The Micheletti, Franco and Temer trio also share having been partners of populist presidents and acting in the shadows of their rule. Pragmatic, anti-populist media outlets give them the opportunity to demonstrate their democratic credentials — only for a while.
Some point to legal differences among the impeachment processes in Honduras, Paraguay and Brazil. Are they a matter of form or of substance?
Old-fashioned military action was specific to the Central American country, while the Paraguayan Congress impeached Lugo in just 24 hours — an impressive record.
At the end of the day, what comes into play in Brazil meets the requirements of political majorities — as those who reject the idea of a “coup” hold. In that regard, the regional precedents are not so different. The express impeachment in Paraguay or the rough methods in Honduras are mere details in a legal decision taken by the lawmakers, respecting their constitutions.

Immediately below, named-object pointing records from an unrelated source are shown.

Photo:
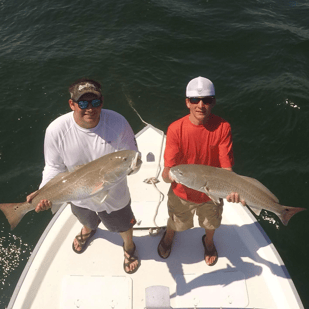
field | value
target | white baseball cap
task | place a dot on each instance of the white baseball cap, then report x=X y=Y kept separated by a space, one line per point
x=200 y=87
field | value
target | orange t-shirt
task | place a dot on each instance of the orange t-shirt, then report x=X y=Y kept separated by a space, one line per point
x=209 y=144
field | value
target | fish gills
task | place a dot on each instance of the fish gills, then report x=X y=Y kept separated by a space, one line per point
x=14 y=212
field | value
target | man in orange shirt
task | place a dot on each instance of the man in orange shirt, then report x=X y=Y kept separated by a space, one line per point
x=198 y=138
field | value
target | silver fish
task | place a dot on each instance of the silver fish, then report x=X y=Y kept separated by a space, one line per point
x=218 y=183
x=84 y=182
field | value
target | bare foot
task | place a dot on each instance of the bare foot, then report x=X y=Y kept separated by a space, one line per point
x=77 y=246
x=131 y=262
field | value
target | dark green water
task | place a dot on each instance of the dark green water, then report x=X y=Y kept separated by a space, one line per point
x=145 y=52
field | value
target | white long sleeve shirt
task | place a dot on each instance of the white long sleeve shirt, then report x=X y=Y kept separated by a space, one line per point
x=68 y=145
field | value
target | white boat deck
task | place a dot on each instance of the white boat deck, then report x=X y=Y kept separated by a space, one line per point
x=249 y=272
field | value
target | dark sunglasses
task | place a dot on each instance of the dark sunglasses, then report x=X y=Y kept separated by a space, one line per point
x=206 y=100
x=84 y=104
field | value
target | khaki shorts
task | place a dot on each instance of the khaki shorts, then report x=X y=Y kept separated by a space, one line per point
x=181 y=213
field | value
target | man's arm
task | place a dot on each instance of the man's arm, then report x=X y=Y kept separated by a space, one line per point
x=166 y=175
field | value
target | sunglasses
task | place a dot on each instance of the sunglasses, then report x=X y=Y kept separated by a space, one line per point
x=206 y=100
x=84 y=104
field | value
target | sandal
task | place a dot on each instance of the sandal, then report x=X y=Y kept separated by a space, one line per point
x=213 y=252
x=83 y=241
x=167 y=248
x=131 y=258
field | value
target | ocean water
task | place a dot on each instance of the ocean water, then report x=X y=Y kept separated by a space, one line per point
x=144 y=53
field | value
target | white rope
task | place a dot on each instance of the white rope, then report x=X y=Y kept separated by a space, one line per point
x=152 y=180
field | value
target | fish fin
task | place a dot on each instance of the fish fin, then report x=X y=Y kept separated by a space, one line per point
x=257 y=211
x=98 y=187
x=14 y=212
x=288 y=212
x=261 y=187
x=54 y=180
x=100 y=198
x=56 y=207
x=214 y=198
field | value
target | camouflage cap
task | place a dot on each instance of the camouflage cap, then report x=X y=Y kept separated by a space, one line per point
x=84 y=87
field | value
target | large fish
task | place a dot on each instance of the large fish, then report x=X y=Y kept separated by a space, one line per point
x=84 y=182
x=218 y=183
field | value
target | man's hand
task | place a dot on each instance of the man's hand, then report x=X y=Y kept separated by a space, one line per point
x=42 y=205
x=166 y=175
x=235 y=198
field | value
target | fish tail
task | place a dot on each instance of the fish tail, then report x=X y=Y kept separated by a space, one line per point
x=288 y=213
x=13 y=212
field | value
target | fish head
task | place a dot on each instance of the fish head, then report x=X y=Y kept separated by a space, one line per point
x=136 y=164
x=188 y=175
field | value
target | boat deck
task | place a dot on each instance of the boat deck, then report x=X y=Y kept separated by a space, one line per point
x=248 y=274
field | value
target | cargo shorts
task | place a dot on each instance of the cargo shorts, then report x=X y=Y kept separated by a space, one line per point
x=117 y=221
x=181 y=213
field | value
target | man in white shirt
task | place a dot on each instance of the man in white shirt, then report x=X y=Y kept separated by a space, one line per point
x=79 y=137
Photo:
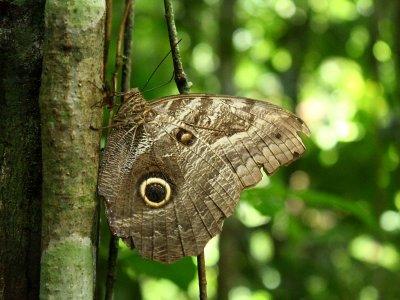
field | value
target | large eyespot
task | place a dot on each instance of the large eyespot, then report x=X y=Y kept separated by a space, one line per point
x=185 y=137
x=155 y=191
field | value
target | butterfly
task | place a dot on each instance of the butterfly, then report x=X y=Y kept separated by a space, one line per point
x=173 y=170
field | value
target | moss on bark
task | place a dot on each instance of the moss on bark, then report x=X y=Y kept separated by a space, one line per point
x=21 y=35
x=72 y=68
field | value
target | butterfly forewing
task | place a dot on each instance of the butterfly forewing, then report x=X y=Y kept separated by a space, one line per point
x=171 y=179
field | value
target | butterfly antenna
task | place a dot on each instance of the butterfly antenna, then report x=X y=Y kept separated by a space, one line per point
x=161 y=85
x=158 y=66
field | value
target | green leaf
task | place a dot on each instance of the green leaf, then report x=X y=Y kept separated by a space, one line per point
x=181 y=272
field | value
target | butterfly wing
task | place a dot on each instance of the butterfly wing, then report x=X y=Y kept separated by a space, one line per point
x=207 y=149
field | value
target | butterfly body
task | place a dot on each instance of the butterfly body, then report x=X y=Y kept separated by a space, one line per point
x=174 y=169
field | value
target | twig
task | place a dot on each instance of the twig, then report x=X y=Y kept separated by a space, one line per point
x=120 y=42
x=201 y=272
x=181 y=79
x=107 y=35
x=183 y=85
x=125 y=39
x=111 y=266
x=126 y=66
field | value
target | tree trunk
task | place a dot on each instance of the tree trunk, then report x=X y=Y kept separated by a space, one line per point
x=21 y=35
x=72 y=68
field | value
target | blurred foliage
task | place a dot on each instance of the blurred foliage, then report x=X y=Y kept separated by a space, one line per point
x=327 y=227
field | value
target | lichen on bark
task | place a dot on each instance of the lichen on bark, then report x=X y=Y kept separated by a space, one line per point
x=72 y=70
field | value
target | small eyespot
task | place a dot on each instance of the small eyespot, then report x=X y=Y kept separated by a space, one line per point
x=155 y=191
x=185 y=137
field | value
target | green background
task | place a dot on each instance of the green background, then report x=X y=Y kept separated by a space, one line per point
x=326 y=227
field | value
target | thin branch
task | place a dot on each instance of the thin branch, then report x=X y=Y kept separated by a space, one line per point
x=126 y=66
x=125 y=40
x=201 y=272
x=111 y=266
x=183 y=85
x=181 y=79
x=107 y=36
x=120 y=42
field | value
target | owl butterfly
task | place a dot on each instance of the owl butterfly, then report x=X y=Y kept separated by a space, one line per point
x=173 y=170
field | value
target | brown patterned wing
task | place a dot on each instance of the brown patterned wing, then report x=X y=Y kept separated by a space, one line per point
x=246 y=133
x=170 y=182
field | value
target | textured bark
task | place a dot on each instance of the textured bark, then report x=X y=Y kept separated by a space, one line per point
x=72 y=68
x=21 y=28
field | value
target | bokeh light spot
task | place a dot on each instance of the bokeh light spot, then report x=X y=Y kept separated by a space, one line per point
x=382 y=51
x=390 y=220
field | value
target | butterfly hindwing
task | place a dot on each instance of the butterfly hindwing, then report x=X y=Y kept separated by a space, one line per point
x=171 y=179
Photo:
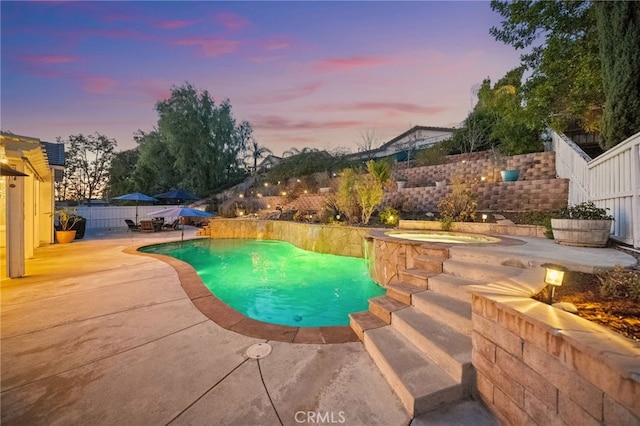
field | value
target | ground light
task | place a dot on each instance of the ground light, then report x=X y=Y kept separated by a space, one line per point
x=553 y=278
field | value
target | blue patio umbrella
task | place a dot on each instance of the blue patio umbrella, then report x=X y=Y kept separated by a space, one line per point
x=178 y=195
x=181 y=212
x=136 y=196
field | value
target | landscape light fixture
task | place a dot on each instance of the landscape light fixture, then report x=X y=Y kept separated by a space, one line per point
x=553 y=278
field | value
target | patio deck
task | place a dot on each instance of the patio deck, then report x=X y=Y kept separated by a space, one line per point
x=93 y=335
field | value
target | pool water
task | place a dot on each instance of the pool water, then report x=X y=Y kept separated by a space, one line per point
x=276 y=282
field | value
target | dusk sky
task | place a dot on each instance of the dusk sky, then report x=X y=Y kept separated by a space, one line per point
x=305 y=74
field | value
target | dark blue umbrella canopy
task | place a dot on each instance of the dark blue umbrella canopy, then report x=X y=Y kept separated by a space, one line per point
x=177 y=194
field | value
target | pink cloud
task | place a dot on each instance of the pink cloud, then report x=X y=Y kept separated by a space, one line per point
x=275 y=44
x=210 y=47
x=49 y=59
x=99 y=85
x=273 y=122
x=341 y=64
x=173 y=25
x=283 y=95
x=231 y=20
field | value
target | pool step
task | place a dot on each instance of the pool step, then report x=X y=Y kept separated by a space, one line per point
x=418 y=381
x=384 y=306
x=361 y=322
x=428 y=263
x=451 y=286
x=402 y=292
x=447 y=310
x=482 y=272
x=444 y=344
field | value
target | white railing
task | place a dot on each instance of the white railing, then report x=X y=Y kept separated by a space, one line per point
x=571 y=163
x=611 y=180
x=114 y=216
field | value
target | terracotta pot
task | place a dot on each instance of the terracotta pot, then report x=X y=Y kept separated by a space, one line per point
x=581 y=232
x=64 y=237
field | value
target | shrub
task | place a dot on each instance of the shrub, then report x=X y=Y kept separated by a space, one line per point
x=389 y=216
x=369 y=194
x=620 y=283
x=587 y=210
x=459 y=206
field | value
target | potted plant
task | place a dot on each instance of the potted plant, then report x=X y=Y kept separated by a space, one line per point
x=67 y=219
x=500 y=162
x=584 y=225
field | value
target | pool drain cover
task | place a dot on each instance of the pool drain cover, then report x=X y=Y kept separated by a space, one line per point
x=259 y=350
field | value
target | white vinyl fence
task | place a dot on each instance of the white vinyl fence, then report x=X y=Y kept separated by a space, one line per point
x=611 y=180
x=114 y=216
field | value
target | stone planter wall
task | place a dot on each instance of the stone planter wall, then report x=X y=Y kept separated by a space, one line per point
x=538 y=365
x=329 y=239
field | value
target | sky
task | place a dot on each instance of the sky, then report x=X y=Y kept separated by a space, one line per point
x=313 y=74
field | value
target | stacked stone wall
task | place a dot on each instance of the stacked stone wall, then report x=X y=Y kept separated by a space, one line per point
x=538 y=365
x=535 y=195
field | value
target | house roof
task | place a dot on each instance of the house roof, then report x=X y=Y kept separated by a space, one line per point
x=55 y=153
x=412 y=130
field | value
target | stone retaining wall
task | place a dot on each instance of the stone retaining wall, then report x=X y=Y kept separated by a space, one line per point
x=537 y=195
x=328 y=239
x=538 y=365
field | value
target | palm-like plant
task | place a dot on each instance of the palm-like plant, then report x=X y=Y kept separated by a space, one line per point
x=257 y=152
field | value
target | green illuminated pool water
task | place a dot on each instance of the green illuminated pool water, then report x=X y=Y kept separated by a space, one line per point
x=276 y=282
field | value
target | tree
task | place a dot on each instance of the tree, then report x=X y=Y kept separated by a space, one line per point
x=123 y=166
x=561 y=43
x=202 y=137
x=87 y=163
x=369 y=194
x=619 y=35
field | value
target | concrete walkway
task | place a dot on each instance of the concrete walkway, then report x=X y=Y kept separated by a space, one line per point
x=93 y=335
x=96 y=336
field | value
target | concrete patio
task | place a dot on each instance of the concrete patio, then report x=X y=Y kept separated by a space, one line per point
x=93 y=335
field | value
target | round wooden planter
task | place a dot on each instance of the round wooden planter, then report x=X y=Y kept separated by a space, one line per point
x=64 y=237
x=581 y=232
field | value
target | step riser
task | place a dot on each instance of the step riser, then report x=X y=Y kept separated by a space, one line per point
x=459 y=372
x=428 y=265
x=460 y=323
x=449 y=290
x=472 y=272
x=414 y=280
x=435 y=252
x=414 y=406
x=400 y=296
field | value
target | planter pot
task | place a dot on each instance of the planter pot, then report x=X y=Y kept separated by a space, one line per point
x=580 y=232
x=79 y=227
x=510 y=175
x=64 y=237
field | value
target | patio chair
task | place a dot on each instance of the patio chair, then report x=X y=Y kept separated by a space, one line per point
x=132 y=226
x=172 y=226
x=146 y=226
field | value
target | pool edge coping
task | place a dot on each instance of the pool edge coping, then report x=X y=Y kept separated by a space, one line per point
x=230 y=319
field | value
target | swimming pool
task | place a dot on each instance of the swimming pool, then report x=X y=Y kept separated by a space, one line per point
x=443 y=237
x=276 y=282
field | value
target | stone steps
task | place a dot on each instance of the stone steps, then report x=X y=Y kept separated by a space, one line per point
x=482 y=272
x=455 y=313
x=418 y=381
x=445 y=345
x=384 y=306
x=452 y=286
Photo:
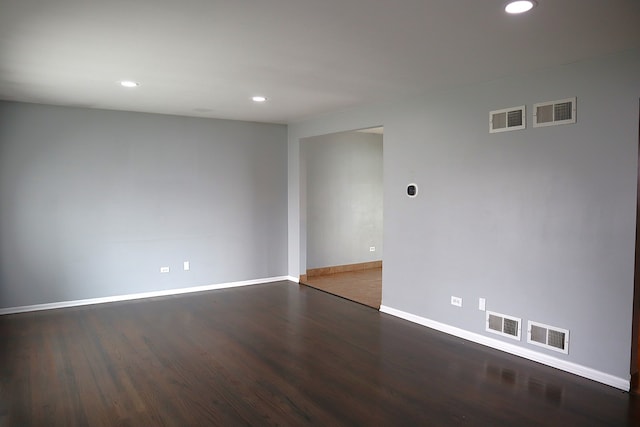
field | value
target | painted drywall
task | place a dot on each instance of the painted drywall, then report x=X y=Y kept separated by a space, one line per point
x=93 y=203
x=540 y=222
x=343 y=198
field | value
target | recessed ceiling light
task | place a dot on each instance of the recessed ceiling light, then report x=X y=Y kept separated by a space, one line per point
x=520 y=6
x=129 y=83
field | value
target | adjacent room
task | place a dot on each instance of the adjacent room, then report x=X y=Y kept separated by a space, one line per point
x=327 y=213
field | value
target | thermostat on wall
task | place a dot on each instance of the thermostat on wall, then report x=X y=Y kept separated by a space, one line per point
x=412 y=190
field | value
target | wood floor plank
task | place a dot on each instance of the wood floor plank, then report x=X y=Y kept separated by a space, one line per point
x=276 y=354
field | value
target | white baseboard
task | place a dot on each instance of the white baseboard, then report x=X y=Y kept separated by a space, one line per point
x=583 y=371
x=116 y=298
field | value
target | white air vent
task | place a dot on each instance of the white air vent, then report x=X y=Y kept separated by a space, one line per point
x=554 y=113
x=507 y=119
x=504 y=325
x=550 y=337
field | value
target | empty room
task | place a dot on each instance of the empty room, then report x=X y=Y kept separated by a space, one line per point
x=174 y=176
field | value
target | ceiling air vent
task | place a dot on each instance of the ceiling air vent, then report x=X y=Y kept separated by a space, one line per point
x=504 y=325
x=507 y=119
x=554 y=113
x=550 y=337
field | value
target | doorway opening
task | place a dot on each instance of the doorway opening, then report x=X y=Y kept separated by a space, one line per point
x=342 y=214
x=635 y=328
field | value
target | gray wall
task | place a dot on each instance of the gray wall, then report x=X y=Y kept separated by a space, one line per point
x=343 y=198
x=540 y=222
x=93 y=203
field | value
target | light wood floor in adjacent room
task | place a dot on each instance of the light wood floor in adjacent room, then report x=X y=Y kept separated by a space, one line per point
x=363 y=286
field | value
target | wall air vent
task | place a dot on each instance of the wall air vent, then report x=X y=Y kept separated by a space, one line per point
x=554 y=113
x=501 y=324
x=549 y=337
x=507 y=119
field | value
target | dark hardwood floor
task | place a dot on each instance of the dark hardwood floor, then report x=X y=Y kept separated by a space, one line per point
x=275 y=354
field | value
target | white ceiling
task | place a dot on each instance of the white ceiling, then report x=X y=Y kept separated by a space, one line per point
x=206 y=58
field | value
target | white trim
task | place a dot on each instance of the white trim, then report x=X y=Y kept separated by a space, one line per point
x=573 y=368
x=116 y=298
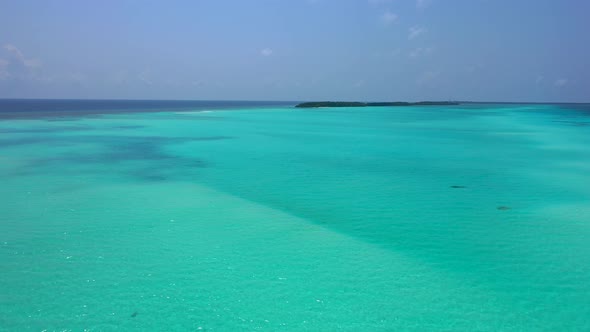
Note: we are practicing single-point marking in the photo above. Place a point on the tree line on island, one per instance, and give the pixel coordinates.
(315, 104)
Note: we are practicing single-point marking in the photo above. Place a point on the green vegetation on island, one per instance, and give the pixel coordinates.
(315, 104)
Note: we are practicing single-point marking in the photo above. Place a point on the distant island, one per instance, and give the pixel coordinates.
(315, 104)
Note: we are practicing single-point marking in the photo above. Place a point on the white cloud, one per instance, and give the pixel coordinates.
(416, 31)
(560, 82)
(266, 52)
(420, 51)
(428, 77)
(388, 17)
(422, 4)
(378, 2)
(18, 55)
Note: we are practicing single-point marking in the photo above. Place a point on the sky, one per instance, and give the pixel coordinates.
(296, 50)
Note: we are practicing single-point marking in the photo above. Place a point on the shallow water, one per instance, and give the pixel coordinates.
(463, 218)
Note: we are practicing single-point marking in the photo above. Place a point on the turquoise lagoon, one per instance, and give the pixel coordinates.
(459, 218)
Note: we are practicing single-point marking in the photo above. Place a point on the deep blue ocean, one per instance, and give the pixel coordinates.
(257, 216)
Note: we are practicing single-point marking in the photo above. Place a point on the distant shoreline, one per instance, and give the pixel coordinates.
(316, 104)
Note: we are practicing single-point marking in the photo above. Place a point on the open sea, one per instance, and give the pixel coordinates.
(251, 216)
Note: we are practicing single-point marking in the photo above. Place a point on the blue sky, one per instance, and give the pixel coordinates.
(371, 50)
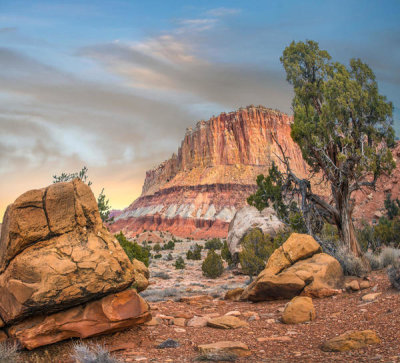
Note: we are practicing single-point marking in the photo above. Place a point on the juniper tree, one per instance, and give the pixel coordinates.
(343, 126)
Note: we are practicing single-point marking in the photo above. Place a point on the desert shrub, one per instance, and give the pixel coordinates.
(394, 275)
(9, 353)
(226, 254)
(213, 244)
(161, 275)
(212, 266)
(351, 265)
(389, 256)
(256, 248)
(374, 260)
(169, 246)
(157, 247)
(194, 253)
(179, 263)
(132, 249)
(84, 353)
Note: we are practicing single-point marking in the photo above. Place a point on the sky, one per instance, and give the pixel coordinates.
(112, 85)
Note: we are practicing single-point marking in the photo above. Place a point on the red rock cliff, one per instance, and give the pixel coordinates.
(197, 192)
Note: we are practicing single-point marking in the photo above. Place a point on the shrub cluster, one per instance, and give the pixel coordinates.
(133, 250)
(212, 266)
(194, 252)
(213, 244)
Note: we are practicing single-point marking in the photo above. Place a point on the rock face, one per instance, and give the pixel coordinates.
(197, 192)
(299, 310)
(248, 218)
(351, 340)
(55, 254)
(297, 267)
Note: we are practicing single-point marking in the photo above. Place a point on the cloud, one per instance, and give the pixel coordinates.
(219, 12)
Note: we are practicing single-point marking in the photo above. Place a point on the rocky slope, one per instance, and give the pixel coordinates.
(197, 191)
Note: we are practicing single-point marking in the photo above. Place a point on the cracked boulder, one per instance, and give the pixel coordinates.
(56, 254)
(297, 267)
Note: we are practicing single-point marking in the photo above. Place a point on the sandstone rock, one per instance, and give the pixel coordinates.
(297, 247)
(197, 192)
(179, 321)
(370, 297)
(299, 310)
(364, 284)
(237, 348)
(142, 275)
(3, 336)
(234, 295)
(317, 276)
(109, 314)
(70, 260)
(351, 340)
(249, 218)
(227, 322)
(198, 321)
(352, 285)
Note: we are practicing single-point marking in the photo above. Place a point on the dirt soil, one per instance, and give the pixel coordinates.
(288, 343)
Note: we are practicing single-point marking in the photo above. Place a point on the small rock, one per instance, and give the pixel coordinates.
(364, 284)
(370, 297)
(227, 322)
(299, 310)
(179, 321)
(169, 343)
(234, 295)
(233, 313)
(352, 285)
(237, 348)
(198, 321)
(350, 340)
(278, 339)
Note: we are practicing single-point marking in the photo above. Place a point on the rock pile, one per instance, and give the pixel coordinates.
(297, 267)
(62, 274)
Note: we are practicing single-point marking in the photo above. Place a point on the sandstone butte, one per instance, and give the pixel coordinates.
(197, 192)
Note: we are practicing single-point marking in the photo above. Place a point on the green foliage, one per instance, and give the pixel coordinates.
(270, 192)
(102, 201)
(342, 125)
(213, 244)
(392, 206)
(194, 253)
(179, 263)
(66, 177)
(226, 254)
(256, 248)
(104, 207)
(133, 250)
(212, 266)
(169, 246)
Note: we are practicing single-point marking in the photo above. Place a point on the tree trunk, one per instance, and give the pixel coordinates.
(348, 233)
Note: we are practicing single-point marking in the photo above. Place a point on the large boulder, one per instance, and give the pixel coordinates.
(249, 218)
(297, 267)
(55, 253)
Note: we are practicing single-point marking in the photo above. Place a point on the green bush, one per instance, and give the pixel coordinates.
(194, 252)
(179, 263)
(212, 266)
(213, 244)
(256, 249)
(169, 246)
(132, 249)
(226, 254)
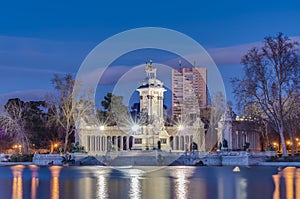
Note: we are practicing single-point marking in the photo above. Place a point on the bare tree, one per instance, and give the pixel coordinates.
(271, 80)
(68, 105)
(13, 123)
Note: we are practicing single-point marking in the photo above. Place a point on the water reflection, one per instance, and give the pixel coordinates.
(135, 176)
(172, 182)
(102, 191)
(241, 187)
(34, 180)
(17, 187)
(181, 180)
(54, 187)
(287, 183)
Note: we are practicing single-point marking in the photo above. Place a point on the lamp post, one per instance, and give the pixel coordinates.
(297, 139)
(20, 148)
(276, 147)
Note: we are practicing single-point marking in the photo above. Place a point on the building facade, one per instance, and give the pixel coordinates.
(189, 92)
(150, 134)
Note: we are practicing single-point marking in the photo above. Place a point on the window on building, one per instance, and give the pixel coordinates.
(138, 141)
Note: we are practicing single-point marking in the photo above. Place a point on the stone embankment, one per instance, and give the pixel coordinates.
(156, 158)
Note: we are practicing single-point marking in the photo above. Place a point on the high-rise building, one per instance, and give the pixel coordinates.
(188, 91)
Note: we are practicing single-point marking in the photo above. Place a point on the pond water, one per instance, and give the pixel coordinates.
(148, 182)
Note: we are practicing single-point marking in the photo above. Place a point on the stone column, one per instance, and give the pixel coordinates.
(127, 142)
(121, 144)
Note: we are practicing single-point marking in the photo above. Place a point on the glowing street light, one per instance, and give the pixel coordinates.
(102, 128)
(135, 127)
(180, 127)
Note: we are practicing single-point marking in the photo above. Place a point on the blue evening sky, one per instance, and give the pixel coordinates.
(40, 38)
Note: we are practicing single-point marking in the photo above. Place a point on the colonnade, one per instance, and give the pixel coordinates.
(97, 144)
(181, 142)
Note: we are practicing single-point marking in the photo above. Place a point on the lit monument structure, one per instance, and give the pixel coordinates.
(151, 134)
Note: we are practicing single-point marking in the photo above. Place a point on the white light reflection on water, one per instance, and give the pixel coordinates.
(241, 188)
(34, 180)
(54, 187)
(135, 191)
(290, 188)
(17, 188)
(101, 187)
(182, 181)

The Brazilian Congress is currently not differentiating itself from its neighbours. Deputies and senators seem to be unable to discourage the idea that they are forging a pact of impunity. About half of the 594 members of Congress face charges of kickbacks, bribes, nepotism and murder — as well as using accounting tricks, the alleged crime committed by Rousseff. Consequently, a better rhetoric during the sickening spectacle last Sunday, when 367 deputies voted to impeach the Brazilian president, shouldn’t have been expected.
The bid for the narrative is part of the handbook of politics. The last Argentine dictatorship took the name of Process of National Reorganization and it was however much more like the Nazi regime than any of the recent examples of Tegucigalpa or Asunción.
In fact, nothing would be a “coup” if the comparison is with the Chilean Air Force bombing the Palacio de la Moneda in Santiago or the grupos de tareas launched by Massera and Videla for a massive hunting of dissidents.
If that is the benchmark, political science must provide new terms to define processes where traditional parties move to end governments that have been freely elected by the people. In a system that doesn’t exclude vote shopping, congressmen become privileged voters who watch our democracies, prevailing over the rest of the citizens.
Juan Gabriel Tokatlián, a professor at the Di Tella University, defined the cases of Honduras and Paraguay as “neo-coups”, “led by civilians” and with an “institutional appearance.” He included in the list the cases of Ecuador’s Jamil Mahuad (2000), Venezuela’s Hugo Chávez (2002), Haiti’s Jean-Bertrand Aristide (2004) and Ecuador’s Rafael Correa (2010).
Submitted to a savage opposition and her own shortcomings, Dilma Rousseff has anticipated she would ask the Mercosur bloc to suspend Brazil “if the democratic process is broken.”
This poses a dilemma for her Argentine colleague Mauricio Macri. The president’s affinity with Aécio Neves, the conservative candidate defeated by the Workers’ Party in 2014, is a matter of fact. The Rousseff administration faces similar allegations to those which hang over former president Cristina Fernández de Kirchner, such as the rampant corruption of their governments. But at the same time, the Argentine president rules without a majority in Congress. The Senate and the Lower House are composed, among others, of significant groups of Peronists and Radicals (UCR) who were Kirchnerites yesterday, are Macristas today and tomorrow...nobody knows.